General information
- Type: Paraglider
- National origin: Austria
- Manufacturer: Airwave Gliders
- Designer: Bruce Goldsmith
- Status: Production completed

History
- Manufactured: mid-2000s

= Airwave Ten =

Austrian-made paraglider

The Airwave Ten is an Austrian single-place, paraglider that was designed by Bruce Goldsmith and produced by Airwave Gliders of Fulpmes. It is now out of production.

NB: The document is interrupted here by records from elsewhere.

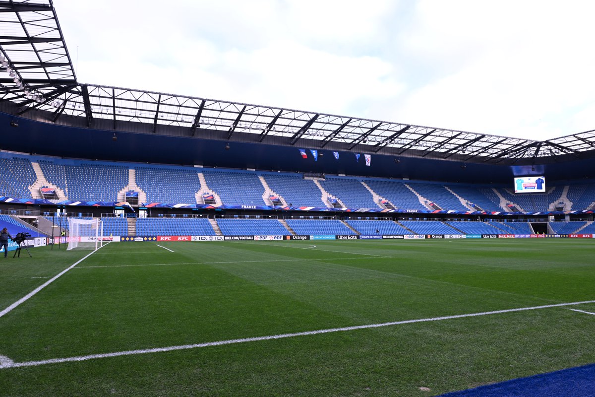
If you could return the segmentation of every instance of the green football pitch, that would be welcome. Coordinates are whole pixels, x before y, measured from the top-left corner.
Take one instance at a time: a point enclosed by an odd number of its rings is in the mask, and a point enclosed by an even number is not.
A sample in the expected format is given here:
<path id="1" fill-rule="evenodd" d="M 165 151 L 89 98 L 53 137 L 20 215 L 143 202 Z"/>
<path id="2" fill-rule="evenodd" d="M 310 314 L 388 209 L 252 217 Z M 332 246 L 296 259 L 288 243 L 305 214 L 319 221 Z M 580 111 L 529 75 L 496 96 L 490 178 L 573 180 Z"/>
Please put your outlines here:
<path id="1" fill-rule="evenodd" d="M 55 279 L 89 252 L 31 253 L 0 258 L 4 397 L 434 396 L 595 362 L 595 239 L 110 243 Z"/>

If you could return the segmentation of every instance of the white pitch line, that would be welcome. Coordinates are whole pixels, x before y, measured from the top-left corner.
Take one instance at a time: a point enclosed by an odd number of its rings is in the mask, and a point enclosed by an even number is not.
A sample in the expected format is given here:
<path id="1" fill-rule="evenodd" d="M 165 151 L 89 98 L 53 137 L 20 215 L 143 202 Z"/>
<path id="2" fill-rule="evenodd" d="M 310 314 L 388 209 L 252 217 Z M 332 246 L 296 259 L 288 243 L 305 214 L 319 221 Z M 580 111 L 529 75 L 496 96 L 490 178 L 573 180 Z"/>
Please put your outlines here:
<path id="1" fill-rule="evenodd" d="M 531 307 L 518 308 L 516 309 L 506 309 L 505 310 L 495 310 L 493 311 L 484 311 L 479 313 L 471 313 L 469 314 L 457 314 L 455 315 L 447 315 L 440 317 L 431 317 L 429 318 L 418 318 L 416 320 L 406 320 L 400 321 L 393 321 L 391 323 L 381 323 L 380 324 L 370 324 L 364 326 L 354 326 L 352 327 L 342 327 L 340 328 L 330 328 L 328 329 L 316 330 L 314 331 L 304 331 L 303 332 L 295 332 L 293 333 L 283 333 L 277 335 L 270 335 L 268 336 L 256 336 L 255 337 L 245 337 L 239 339 L 228 339 L 227 340 L 219 340 L 217 342 L 209 342 L 203 343 L 195 343 L 193 345 L 181 345 L 179 346 L 170 346 L 164 348 L 154 348 L 152 349 L 140 349 L 138 350 L 127 350 L 121 352 L 114 352 L 112 353 L 102 353 L 99 354 L 90 354 L 84 356 L 76 356 L 74 357 L 65 357 L 62 358 L 51 358 L 49 360 L 43 360 L 36 361 L 24 361 L 23 362 L 14 362 L 8 357 L 5 357 L 4 361 L 0 362 L 0 368 L 17 368 L 20 367 L 35 367 L 42 365 L 48 364 L 58 364 L 61 362 L 73 362 L 76 361 L 86 361 L 95 358 L 107 358 L 108 357 L 118 357 L 120 356 L 132 355 L 135 354 L 147 354 L 149 353 L 159 353 L 163 352 L 170 352 L 176 350 L 186 350 L 189 349 L 196 349 L 198 348 L 206 348 L 211 346 L 222 346 L 224 345 L 231 345 L 233 343 L 242 343 L 248 342 L 259 342 L 261 340 L 270 340 L 272 339 L 283 339 L 288 337 L 295 337 L 296 336 L 307 336 L 309 335 L 316 335 L 321 333 L 331 333 L 333 332 L 340 332 L 345 331 L 353 331 L 355 330 L 366 329 L 368 328 L 379 328 L 380 327 L 387 327 L 389 326 L 396 326 L 402 324 L 412 324 L 414 323 L 424 323 L 428 321 L 438 321 L 443 320 L 452 320 L 453 318 L 463 318 L 465 317 L 475 317 L 480 315 L 489 315 L 491 314 L 500 314 L 502 313 L 510 313 L 516 311 L 525 311 L 527 310 L 537 310 L 538 309 L 546 309 L 552 307 L 560 307 L 563 306 L 572 306 L 574 305 L 581 305 L 584 304 L 595 303 L 595 301 L 584 301 L 583 302 L 572 302 L 570 303 L 556 304 L 555 305 L 544 305 L 543 306 L 533 306 Z"/>
<path id="2" fill-rule="evenodd" d="M 159 245 L 159 244 L 155 244 L 155 245 L 156 245 L 158 247 L 161 247 L 164 249 L 167 249 L 167 251 L 170 251 L 170 252 L 174 252 L 174 251 L 171 251 L 171 249 L 170 249 L 169 248 L 166 248 L 165 247 Z"/>
<path id="3" fill-rule="evenodd" d="M 353 258 L 318 258 L 317 259 L 271 259 L 259 261 L 229 261 L 227 262 L 187 262 L 184 263 L 148 263 L 137 265 L 111 265 L 107 266 L 79 266 L 77 269 L 96 268 L 98 267 L 133 267 L 134 266 L 173 266 L 174 265 L 214 265 L 226 263 L 263 263 L 265 262 L 298 262 L 302 261 L 339 261 L 348 259 L 378 259 L 376 257 L 354 257 Z"/>
<path id="4" fill-rule="evenodd" d="M 75 266 L 76 266 L 77 265 L 78 265 L 79 263 L 80 263 L 81 262 L 82 262 L 84 260 L 86 260 L 87 258 L 89 258 L 89 257 L 90 257 L 92 255 L 93 255 L 93 254 L 95 254 L 95 252 L 96 252 L 98 251 L 98 250 L 101 249 L 102 247 L 105 246 L 106 245 L 107 245 L 109 243 L 109 242 L 108 242 L 107 243 L 106 243 L 105 245 L 102 246 L 101 247 L 99 247 L 99 248 L 98 248 L 95 251 L 91 251 L 91 252 L 90 254 L 85 255 L 82 259 L 80 259 L 80 260 L 77 261 L 76 262 L 75 262 L 74 264 L 73 264 L 73 265 L 71 265 L 70 267 L 68 267 L 68 268 L 65 268 L 65 270 L 62 270 L 62 271 L 61 271 L 60 273 L 58 273 L 57 274 L 56 274 L 55 276 L 54 276 L 53 277 L 52 277 L 51 279 L 50 279 L 49 280 L 48 280 L 48 281 L 46 281 L 46 282 L 43 283 L 40 286 L 39 286 L 39 287 L 37 287 L 37 288 L 36 288 L 35 289 L 34 289 L 33 290 L 32 290 L 30 292 L 29 292 L 29 293 L 27 293 L 26 295 L 25 295 L 24 296 L 23 296 L 21 299 L 20 299 L 18 301 L 17 301 L 16 302 L 15 302 L 14 304 L 12 304 L 12 305 L 11 305 L 10 306 L 9 306 L 8 307 L 7 307 L 7 308 L 4 309 L 2 311 L 0 311 L 0 317 L 2 317 L 5 314 L 7 314 L 7 313 L 10 312 L 10 311 L 11 311 L 12 310 L 12 309 L 14 309 L 14 308 L 17 307 L 17 306 L 18 306 L 19 305 L 20 305 L 21 304 L 22 304 L 23 302 L 27 301 L 30 298 L 31 298 L 32 296 L 33 296 L 33 295 L 35 295 L 36 293 L 37 293 L 37 292 L 39 292 L 39 291 L 40 291 L 41 290 L 43 289 L 44 288 L 45 288 L 46 287 L 47 287 L 48 285 L 49 285 L 50 284 L 51 284 L 52 283 L 53 283 L 54 281 L 55 281 L 59 277 L 60 277 L 61 276 L 62 276 L 62 274 L 64 274 L 64 273 L 65 273 L 67 271 L 68 271 L 70 269 L 73 268 L 73 267 L 74 267 Z"/>
<path id="5" fill-rule="evenodd" d="M 591 313 L 590 311 L 585 311 L 584 310 L 579 310 L 578 309 L 568 309 L 568 310 L 572 310 L 572 311 L 578 311 L 581 313 L 586 313 L 587 314 L 591 314 L 591 315 L 595 315 L 595 313 Z"/>

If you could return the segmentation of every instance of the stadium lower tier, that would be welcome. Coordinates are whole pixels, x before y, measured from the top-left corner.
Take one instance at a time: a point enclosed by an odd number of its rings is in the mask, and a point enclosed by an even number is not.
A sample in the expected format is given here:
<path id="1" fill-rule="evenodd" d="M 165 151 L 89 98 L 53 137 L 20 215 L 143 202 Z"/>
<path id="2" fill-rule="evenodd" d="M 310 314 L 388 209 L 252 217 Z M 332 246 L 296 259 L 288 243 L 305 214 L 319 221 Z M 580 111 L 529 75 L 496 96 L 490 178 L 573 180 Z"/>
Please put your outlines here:
<path id="1" fill-rule="evenodd" d="M 49 226 L 68 230 L 66 217 L 44 217 Z M 90 218 L 80 218 L 90 219 Z M 437 220 L 364 220 L 339 219 L 287 219 L 262 218 L 104 217 L 104 236 L 336 236 L 415 235 L 563 235 L 595 234 L 595 222 L 570 221 L 530 223 L 482 222 Z M 14 235 L 26 231 L 43 236 L 34 227 L 18 217 L 0 215 L 2 227 Z M 538 225 L 538 227 L 535 227 Z M 1 229 L 1 227 L 0 227 Z M 51 229 L 49 229 L 51 230 Z M 538 231 L 540 230 L 540 231 Z M 546 231 L 547 230 L 547 231 Z M 55 236 L 60 233 L 54 230 Z M 46 232 L 48 236 L 51 233 Z"/>
<path id="2" fill-rule="evenodd" d="M 567 194 L 564 192 L 567 192 Z M 0 151 L 0 196 L 11 199 L 480 212 L 584 211 L 595 208 L 588 181 L 548 185 L 543 193 L 511 186 L 368 177 L 93 162 Z M 131 196 L 128 196 L 129 197 Z"/>
<path id="3" fill-rule="evenodd" d="M 18 222 L 11 217 L 12 227 Z M 48 218 L 51 221 L 52 218 Z M 540 223 L 536 232 L 530 222 L 440 221 L 391 220 L 103 217 L 104 236 L 335 236 L 386 235 L 571 235 L 595 233 L 594 222 Z M 57 221 L 57 224 L 60 224 Z M 65 220 L 61 224 L 67 229 Z M 9 229 L 10 229 L 9 227 Z"/>

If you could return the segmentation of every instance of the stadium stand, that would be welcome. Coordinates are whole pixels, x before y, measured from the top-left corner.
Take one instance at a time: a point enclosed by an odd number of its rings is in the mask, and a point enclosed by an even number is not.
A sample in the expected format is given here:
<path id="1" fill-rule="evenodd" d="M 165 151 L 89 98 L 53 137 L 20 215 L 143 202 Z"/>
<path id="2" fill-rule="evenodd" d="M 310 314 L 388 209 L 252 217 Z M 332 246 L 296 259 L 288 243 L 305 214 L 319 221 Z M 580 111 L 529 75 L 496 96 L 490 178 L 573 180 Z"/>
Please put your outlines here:
<path id="1" fill-rule="evenodd" d="M 128 222 L 126 218 L 104 217 L 104 236 L 127 236 Z"/>
<path id="2" fill-rule="evenodd" d="M 38 236 L 40 233 L 36 230 L 27 227 L 22 223 L 16 221 L 12 217 L 8 215 L 0 215 L 0 230 L 6 227 L 8 230 L 8 233 L 14 237 L 17 233 L 24 232 L 30 234 L 32 236 Z"/>
<path id="3" fill-rule="evenodd" d="M 587 222 L 574 221 L 571 222 L 550 222 L 550 226 L 557 235 L 569 235 L 587 224 Z"/>
<path id="4" fill-rule="evenodd" d="M 341 221 L 330 219 L 286 219 L 296 235 L 355 235 Z"/>
<path id="5" fill-rule="evenodd" d="M 341 201 L 348 208 L 377 208 L 372 193 L 357 179 L 327 176 L 320 181 L 328 193 Z"/>
<path id="6" fill-rule="evenodd" d="M 449 221 L 446 224 L 461 230 L 465 235 L 502 234 L 502 232 L 492 225 L 484 222 Z"/>
<path id="7" fill-rule="evenodd" d="M 595 185 L 571 185 L 566 196 L 572 203 L 571 210 L 589 210 L 595 202 Z"/>
<path id="8" fill-rule="evenodd" d="M 31 198 L 29 187 L 37 177 L 29 158 L 0 158 L 0 195 Z"/>
<path id="9" fill-rule="evenodd" d="M 419 202 L 417 196 L 408 189 L 403 182 L 381 179 L 367 180 L 365 182 L 377 194 L 399 208 L 422 211 L 428 210 Z"/>
<path id="10" fill-rule="evenodd" d="M 421 196 L 437 204 L 442 209 L 469 211 L 453 194 L 441 185 L 409 182 L 407 183 Z"/>
<path id="11" fill-rule="evenodd" d="M 224 235 L 285 236 L 289 231 L 277 219 L 217 219 Z"/>
<path id="12" fill-rule="evenodd" d="M 136 167 L 136 185 L 147 202 L 196 204 L 201 181 L 195 168 Z"/>
<path id="13" fill-rule="evenodd" d="M 139 236 L 214 236 L 217 233 L 206 218 L 139 218 Z"/>
<path id="14" fill-rule="evenodd" d="M 556 188 L 550 190 L 551 193 L 514 194 L 511 193 L 507 189 L 502 187 L 497 189 L 498 192 L 506 199 L 507 202 L 516 203 L 527 212 L 547 211 L 550 204 L 559 201 L 562 192 L 562 188 Z"/>
<path id="15" fill-rule="evenodd" d="M 294 207 L 326 207 L 321 199 L 322 193 L 314 181 L 303 179 L 301 176 L 293 174 L 265 174 L 263 176 L 269 187 L 285 199 L 288 205 L 291 204 Z"/>
<path id="16" fill-rule="evenodd" d="M 591 222 L 584 229 L 580 230 L 579 233 L 585 234 L 585 235 L 595 235 L 595 222 Z"/>
<path id="17" fill-rule="evenodd" d="M 533 235 L 533 229 L 528 222 L 496 222 L 500 225 L 494 225 L 502 230 L 505 234 Z"/>
<path id="18" fill-rule="evenodd" d="M 53 222 L 54 224 L 58 226 L 61 226 L 67 230 L 68 230 L 68 218 L 71 217 L 56 217 L 55 218 L 53 217 L 43 217 L 45 219 L 48 220 L 50 222 Z M 91 217 L 73 217 L 74 218 L 77 218 L 77 219 L 93 219 Z M 105 234 L 105 233 L 104 233 Z M 127 233 L 126 233 L 128 234 Z"/>
<path id="19" fill-rule="evenodd" d="M 128 185 L 127 167 L 86 164 L 64 167 L 70 200 L 115 201 L 118 192 Z"/>
<path id="20" fill-rule="evenodd" d="M 500 207 L 500 198 L 488 187 L 482 188 L 463 185 L 449 185 L 447 187 L 483 211 L 495 212 L 503 210 Z"/>
<path id="21" fill-rule="evenodd" d="M 345 223 L 362 235 L 411 235 L 411 232 L 393 221 L 350 219 Z M 378 233 L 376 232 L 378 230 Z"/>
<path id="22" fill-rule="evenodd" d="M 460 235 L 461 232 L 440 221 L 399 221 L 418 235 Z"/>
<path id="23" fill-rule="evenodd" d="M 57 164 L 51 160 L 40 159 L 37 162 L 48 182 L 61 189 L 67 197 L 66 170 L 64 166 L 62 164 Z"/>
<path id="24" fill-rule="evenodd" d="M 256 173 L 203 169 L 209 189 L 227 205 L 264 205 L 264 186 Z"/>

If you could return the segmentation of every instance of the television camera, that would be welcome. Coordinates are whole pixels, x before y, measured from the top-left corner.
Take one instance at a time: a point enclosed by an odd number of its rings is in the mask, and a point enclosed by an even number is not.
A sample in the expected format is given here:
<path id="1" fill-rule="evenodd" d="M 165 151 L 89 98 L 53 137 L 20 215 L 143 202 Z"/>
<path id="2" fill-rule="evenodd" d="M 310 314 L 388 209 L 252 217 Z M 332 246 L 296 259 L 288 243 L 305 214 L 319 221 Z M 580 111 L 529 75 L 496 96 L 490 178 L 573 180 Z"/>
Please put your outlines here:
<path id="1" fill-rule="evenodd" d="M 21 257 L 21 249 L 23 246 L 23 243 L 24 242 L 25 240 L 26 240 L 28 237 L 31 237 L 31 233 L 21 232 L 21 233 L 17 233 L 14 237 L 12 237 L 12 241 L 18 245 L 18 246 L 17 247 L 17 249 L 14 251 L 14 255 L 12 255 L 12 258 L 17 256 L 17 252 L 18 253 L 18 257 Z M 27 253 L 29 254 L 29 257 L 31 257 L 31 252 L 29 252 L 29 248 L 27 248 L 27 246 L 24 246 L 24 247 Z"/>
<path id="2" fill-rule="evenodd" d="M 23 241 L 26 240 L 27 237 L 31 237 L 31 233 L 21 232 L 21 233 L 18 233 L 16 236 L 12 237 L 12 241 L 17 243 L 17 244 L 20 244 Z"/>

==Design and development==
The Ten was designed as a competition glider and has a top speed of 65 km/h. It is named for its glide ratio if 10:1. The models are each named for their relative size.

==Variants==
- Ten S
Small-sized model for lighter pilots. Its wing has an area of 24.46 m2, 75 cells and the aspect ratio is 6.25:1. The pilot weight range is 81 to 98 kg.
- Ten M
Mid-sized model for medium-weight pilots. Its wing has an area of 26 m2, 75 cells and the aspect ratio is 6.25:1. The pilot weight range is 90 to 107 kg.
- Ten L
Large-sized model for heavier pilots. Its wing has an area of 28.12 m2, 75 cells and the aspect ratio is 6.25:1. The pilot weight range is 102 to 120 kg.